Do Students Debias Like Teachers? On the Distillability of Bias Mitigation Methods
Abstract
Knowledge distillation (KD) is an effective method for model compression and transferring knowledge between models. However, its effect on model's robustness against spurious correlations, shortcuts and task-irrelevant features that degrade performance on out-of-distribution data remains underexplored. This study investigates the effect of knowledge distillation on natural language inference (NLI) and image classification tasks, with a focus on the transferability of ``debiasing'' capabilities from teacher models to student models.
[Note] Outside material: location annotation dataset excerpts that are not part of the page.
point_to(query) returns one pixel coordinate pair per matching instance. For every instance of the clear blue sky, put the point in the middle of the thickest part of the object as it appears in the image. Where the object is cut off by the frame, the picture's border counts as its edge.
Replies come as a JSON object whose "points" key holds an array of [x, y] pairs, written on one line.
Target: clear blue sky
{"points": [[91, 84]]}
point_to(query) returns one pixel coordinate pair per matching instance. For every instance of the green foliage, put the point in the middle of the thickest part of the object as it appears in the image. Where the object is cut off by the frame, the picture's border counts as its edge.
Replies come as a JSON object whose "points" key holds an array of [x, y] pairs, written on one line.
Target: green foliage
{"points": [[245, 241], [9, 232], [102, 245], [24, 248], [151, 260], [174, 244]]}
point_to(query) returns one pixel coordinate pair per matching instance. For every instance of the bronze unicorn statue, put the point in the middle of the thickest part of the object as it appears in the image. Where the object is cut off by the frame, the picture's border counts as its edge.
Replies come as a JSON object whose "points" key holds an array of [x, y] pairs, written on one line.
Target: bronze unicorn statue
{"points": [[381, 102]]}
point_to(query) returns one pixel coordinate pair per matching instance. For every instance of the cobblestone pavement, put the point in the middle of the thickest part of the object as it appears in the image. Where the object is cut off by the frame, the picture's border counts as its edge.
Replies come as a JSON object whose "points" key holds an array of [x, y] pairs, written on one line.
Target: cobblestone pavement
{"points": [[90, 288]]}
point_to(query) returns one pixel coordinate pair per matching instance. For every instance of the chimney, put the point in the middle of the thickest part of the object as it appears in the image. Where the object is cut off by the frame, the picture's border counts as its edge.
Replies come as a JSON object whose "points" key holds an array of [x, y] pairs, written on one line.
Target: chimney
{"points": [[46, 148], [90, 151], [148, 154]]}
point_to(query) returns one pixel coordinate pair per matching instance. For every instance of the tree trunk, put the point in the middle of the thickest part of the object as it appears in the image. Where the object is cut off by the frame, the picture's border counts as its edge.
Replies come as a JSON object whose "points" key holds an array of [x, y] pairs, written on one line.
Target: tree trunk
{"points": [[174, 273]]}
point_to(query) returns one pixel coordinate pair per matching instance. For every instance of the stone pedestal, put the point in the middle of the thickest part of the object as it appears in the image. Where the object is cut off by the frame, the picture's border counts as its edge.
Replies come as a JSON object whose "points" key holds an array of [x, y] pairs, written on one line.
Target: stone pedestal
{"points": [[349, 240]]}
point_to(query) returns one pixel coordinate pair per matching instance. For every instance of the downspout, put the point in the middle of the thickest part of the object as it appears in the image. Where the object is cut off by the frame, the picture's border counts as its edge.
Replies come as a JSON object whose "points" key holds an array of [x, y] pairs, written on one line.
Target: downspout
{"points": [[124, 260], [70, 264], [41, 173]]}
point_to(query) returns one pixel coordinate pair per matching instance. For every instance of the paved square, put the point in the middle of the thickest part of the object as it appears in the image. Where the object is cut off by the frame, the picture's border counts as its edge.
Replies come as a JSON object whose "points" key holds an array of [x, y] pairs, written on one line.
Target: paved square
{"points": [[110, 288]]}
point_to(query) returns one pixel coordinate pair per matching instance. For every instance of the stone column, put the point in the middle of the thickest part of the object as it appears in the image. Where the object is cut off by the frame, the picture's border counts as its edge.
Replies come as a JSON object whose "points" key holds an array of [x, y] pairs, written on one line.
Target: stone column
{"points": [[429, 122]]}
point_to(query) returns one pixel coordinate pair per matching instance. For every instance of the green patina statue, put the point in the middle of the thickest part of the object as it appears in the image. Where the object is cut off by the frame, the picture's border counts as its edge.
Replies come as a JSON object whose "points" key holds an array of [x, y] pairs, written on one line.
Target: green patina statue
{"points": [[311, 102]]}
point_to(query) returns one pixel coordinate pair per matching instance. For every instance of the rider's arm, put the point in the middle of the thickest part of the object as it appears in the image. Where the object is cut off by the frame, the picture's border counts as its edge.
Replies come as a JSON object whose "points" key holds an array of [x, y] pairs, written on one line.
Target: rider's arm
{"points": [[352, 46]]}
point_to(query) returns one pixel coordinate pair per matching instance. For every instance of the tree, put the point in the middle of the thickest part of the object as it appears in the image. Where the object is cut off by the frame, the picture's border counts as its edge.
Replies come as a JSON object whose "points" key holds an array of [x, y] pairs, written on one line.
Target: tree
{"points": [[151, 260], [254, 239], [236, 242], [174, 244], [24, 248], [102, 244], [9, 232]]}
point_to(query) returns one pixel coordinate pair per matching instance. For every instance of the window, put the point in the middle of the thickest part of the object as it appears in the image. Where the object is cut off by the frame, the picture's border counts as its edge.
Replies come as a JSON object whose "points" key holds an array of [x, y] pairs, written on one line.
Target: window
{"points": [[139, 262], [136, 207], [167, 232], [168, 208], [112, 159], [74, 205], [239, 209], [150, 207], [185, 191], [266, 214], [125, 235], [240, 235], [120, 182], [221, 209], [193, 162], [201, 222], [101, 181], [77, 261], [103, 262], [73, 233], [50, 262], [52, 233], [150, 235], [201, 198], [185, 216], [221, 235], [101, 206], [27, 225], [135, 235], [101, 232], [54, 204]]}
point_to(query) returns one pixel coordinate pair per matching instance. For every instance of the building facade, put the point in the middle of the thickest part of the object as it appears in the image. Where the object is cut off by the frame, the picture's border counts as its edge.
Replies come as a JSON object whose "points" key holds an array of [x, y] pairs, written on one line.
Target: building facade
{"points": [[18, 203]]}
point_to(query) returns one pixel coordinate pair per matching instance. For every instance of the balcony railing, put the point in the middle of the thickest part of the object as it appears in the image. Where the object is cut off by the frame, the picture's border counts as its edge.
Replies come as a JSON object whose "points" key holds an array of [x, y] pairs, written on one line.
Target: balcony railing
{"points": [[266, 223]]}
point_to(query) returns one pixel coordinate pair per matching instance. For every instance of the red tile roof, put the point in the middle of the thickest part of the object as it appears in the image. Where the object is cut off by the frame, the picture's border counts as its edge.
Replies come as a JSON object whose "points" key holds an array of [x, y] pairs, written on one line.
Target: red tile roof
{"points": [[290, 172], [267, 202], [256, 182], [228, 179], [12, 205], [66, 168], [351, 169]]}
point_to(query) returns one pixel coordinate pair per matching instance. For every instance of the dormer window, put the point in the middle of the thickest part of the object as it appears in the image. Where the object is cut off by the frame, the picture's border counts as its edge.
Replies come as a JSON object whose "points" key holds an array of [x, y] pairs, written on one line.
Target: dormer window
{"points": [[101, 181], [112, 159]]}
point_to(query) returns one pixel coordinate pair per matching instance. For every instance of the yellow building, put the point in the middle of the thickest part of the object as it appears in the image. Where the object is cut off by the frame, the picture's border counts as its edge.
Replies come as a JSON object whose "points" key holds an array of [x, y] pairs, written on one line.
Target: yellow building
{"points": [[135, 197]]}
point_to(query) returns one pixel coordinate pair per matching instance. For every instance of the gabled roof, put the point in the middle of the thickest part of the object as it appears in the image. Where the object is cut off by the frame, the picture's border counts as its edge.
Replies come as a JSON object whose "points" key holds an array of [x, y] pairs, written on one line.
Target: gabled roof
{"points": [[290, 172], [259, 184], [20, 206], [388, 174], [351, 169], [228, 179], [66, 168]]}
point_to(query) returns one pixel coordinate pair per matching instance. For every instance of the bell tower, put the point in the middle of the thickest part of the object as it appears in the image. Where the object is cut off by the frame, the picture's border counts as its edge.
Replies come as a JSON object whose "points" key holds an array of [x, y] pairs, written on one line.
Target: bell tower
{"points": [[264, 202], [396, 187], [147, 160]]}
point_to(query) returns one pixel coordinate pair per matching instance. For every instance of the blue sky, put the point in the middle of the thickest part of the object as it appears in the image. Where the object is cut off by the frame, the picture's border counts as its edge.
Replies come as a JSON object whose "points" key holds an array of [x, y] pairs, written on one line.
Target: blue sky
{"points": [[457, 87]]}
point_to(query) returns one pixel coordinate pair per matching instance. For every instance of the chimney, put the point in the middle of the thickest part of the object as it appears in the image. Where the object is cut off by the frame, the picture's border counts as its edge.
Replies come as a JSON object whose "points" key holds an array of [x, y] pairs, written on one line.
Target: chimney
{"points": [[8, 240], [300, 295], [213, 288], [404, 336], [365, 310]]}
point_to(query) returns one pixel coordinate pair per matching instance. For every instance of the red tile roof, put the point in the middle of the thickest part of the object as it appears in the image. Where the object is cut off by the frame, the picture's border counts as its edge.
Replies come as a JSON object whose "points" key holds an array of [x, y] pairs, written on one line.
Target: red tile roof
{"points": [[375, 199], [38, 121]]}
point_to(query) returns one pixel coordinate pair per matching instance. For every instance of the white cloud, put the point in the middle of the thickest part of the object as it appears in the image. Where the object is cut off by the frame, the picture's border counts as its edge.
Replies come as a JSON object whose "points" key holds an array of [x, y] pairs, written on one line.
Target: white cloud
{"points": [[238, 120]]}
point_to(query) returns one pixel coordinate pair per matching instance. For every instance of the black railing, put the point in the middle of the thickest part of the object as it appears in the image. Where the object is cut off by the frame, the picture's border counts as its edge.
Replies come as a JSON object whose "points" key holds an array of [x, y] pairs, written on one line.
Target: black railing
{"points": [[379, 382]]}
Through extensive experiments, we illustrate several key findings: (i) the effect of KD on debiasing performance depends on the underlying debiasing method, the relative scale of the models involved, and the size of the training set; (ii) KD effectively transfers debiasing capabilities when teacher and student are similar in scale (number of parameters); (iii) KD may amplify the student model's reliance on spurious features, and this effect does not diminish as the teacher model scales up; and (iv) although the overall robustness of a model may remain stable post-distillation, significant variations can occur across different types of biases; and Given the above findings, we propose three effective solutions to improve the distillability of debiasing methods: developing high quality data for augmentation, implementing iterative knowledge distillation, and initializing student models with weights obtained from teacher models.